Ingredients
The following ingredients have 4 Servings
- 3 cups whole milk
- 3 1/2 tablespoons cornstarch
- 1/8 teaspoon salt
- 3/4 cup sugar
- 3 egg yolks
- 2 tablespoons butter
- 2 teaspoons pure vanilla extract
- 4 large bananas
- 1 package, approx. 15 oz. peanut butter sandwich cookies (such as Gauchos or Nutter Butter)

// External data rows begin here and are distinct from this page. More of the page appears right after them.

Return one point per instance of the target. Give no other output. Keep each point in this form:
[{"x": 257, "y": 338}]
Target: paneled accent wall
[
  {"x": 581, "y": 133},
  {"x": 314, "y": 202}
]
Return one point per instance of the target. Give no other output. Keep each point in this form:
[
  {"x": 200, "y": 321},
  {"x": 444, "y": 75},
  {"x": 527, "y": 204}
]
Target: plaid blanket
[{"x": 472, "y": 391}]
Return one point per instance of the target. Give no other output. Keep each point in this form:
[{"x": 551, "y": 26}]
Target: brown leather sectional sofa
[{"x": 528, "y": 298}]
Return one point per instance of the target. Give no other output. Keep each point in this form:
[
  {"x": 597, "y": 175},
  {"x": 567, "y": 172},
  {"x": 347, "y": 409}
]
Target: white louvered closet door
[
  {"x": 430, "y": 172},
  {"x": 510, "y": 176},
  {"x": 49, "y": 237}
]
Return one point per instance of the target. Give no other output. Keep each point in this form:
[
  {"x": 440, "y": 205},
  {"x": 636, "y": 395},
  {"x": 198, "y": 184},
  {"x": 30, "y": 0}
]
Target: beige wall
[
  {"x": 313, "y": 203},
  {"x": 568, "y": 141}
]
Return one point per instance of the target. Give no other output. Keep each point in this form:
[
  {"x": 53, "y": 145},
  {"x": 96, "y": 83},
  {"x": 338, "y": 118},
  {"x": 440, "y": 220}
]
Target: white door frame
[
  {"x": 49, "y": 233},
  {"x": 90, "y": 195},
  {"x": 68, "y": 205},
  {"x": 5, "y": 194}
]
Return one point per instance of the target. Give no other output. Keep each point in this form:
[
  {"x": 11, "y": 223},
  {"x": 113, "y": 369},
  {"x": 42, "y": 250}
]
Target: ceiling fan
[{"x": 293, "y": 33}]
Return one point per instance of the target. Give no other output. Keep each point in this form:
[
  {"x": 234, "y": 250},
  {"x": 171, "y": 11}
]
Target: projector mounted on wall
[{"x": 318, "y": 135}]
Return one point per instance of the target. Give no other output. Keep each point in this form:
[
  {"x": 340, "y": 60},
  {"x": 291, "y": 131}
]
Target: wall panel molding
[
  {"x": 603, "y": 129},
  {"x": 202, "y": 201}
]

- 1 cup milk for dunking cookies (optional)
- 2 cups heavy cream
- 1/4 cup powdered sugar
- 1/4 cup roasted salted peanuts (chopped)
Instruction
- Mix 1/4 cup of the milk with the cornstarch in a small bowl. In a saucepan over medium heat, whisk the remaining 2 3/4 cups milk, salt, and sugar together. When the mixture is barely warm whisk in the egg yolks. Whisk constantly until the mixture steams. Increase the heat to medium-high and add the cornstarch mixture. Whisk constantly until the mixture thickens and bubbles slightly. Remove from the heat and whisk in the butter and vanilla extract. Pour the mixture into a shallow dish to speed cooling. Cool 20 minutes then cover the surface with a piece of plastic wrap to keep a skin from forming. Chill for 10-15 minutes.
- Chop bananas into 1/4-inch rounds. Set aside 3 peanut butter cookies for garnish.

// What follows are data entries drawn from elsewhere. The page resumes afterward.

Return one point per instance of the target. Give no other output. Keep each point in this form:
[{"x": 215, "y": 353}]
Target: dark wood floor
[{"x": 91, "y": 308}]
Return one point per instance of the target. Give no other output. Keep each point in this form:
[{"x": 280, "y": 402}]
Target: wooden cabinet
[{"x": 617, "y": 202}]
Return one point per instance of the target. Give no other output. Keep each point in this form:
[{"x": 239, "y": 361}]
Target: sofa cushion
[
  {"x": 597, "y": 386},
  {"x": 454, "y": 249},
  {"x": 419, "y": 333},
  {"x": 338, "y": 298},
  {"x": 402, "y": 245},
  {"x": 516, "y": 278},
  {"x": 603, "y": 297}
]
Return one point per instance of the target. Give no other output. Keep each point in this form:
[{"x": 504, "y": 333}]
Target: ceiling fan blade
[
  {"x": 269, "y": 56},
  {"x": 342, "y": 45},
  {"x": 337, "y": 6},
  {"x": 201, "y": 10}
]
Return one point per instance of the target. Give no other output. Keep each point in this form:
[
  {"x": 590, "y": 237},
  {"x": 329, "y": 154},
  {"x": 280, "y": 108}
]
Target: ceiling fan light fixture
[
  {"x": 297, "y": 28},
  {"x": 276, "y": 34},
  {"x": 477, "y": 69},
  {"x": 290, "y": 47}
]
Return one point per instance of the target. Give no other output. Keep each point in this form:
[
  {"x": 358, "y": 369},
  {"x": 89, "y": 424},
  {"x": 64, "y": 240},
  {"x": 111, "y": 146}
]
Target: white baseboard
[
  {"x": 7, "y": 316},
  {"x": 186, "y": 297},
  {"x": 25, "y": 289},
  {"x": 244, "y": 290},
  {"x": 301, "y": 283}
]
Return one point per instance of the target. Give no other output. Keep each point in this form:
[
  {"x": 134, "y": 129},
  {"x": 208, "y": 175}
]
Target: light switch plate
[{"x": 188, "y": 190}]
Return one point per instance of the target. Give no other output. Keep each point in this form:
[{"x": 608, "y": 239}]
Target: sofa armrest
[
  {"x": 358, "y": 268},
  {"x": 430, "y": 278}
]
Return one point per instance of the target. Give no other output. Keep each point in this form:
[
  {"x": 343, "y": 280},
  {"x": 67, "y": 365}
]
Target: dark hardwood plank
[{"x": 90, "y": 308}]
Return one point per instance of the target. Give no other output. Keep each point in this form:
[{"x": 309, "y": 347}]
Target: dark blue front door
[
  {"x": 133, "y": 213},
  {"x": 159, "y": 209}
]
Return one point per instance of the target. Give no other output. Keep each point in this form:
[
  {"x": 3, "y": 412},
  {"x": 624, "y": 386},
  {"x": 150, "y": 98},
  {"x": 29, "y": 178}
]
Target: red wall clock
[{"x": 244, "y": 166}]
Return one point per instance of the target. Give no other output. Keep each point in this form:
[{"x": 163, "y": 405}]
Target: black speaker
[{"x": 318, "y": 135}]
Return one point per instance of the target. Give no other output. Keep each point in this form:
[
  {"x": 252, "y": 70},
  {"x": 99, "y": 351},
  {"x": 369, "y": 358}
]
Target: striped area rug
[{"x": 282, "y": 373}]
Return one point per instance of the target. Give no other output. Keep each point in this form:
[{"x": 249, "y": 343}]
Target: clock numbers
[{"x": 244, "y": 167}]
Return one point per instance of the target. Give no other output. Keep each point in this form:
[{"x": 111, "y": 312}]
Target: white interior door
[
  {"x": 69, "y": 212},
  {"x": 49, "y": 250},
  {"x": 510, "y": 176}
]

- Layer pudding in the bottom of a 2 to 2 1/2-quart bowl or trifle dish. Top with half of the bananas. Add a layer of peanut butter cookies. (Dunk each cookie quickly in the 1 cup of milk if you plan to enjoy the pudding right away. Otherwise, it takes about 24 hours for the cookies to soften on their own in the pudding.) Repeat layering – these don’t have to be perfectly even. Just do the best you can.
- For the whipped topping, beat the heavy cream on medium-high until slightly thickened. Add the powdered sugar gradually. Beat to stiff peaks. Top the layered pudding with the whipped cream.
- Garnish the pudding with two of the reserved cookies. Crush the remaining cookie and sprinkle the crumbs on top. Sprinkle on the salted chopped peanuts.
- Enjoy immediately or chill for 6 hours before serving. Store leftovers in the refrigerator.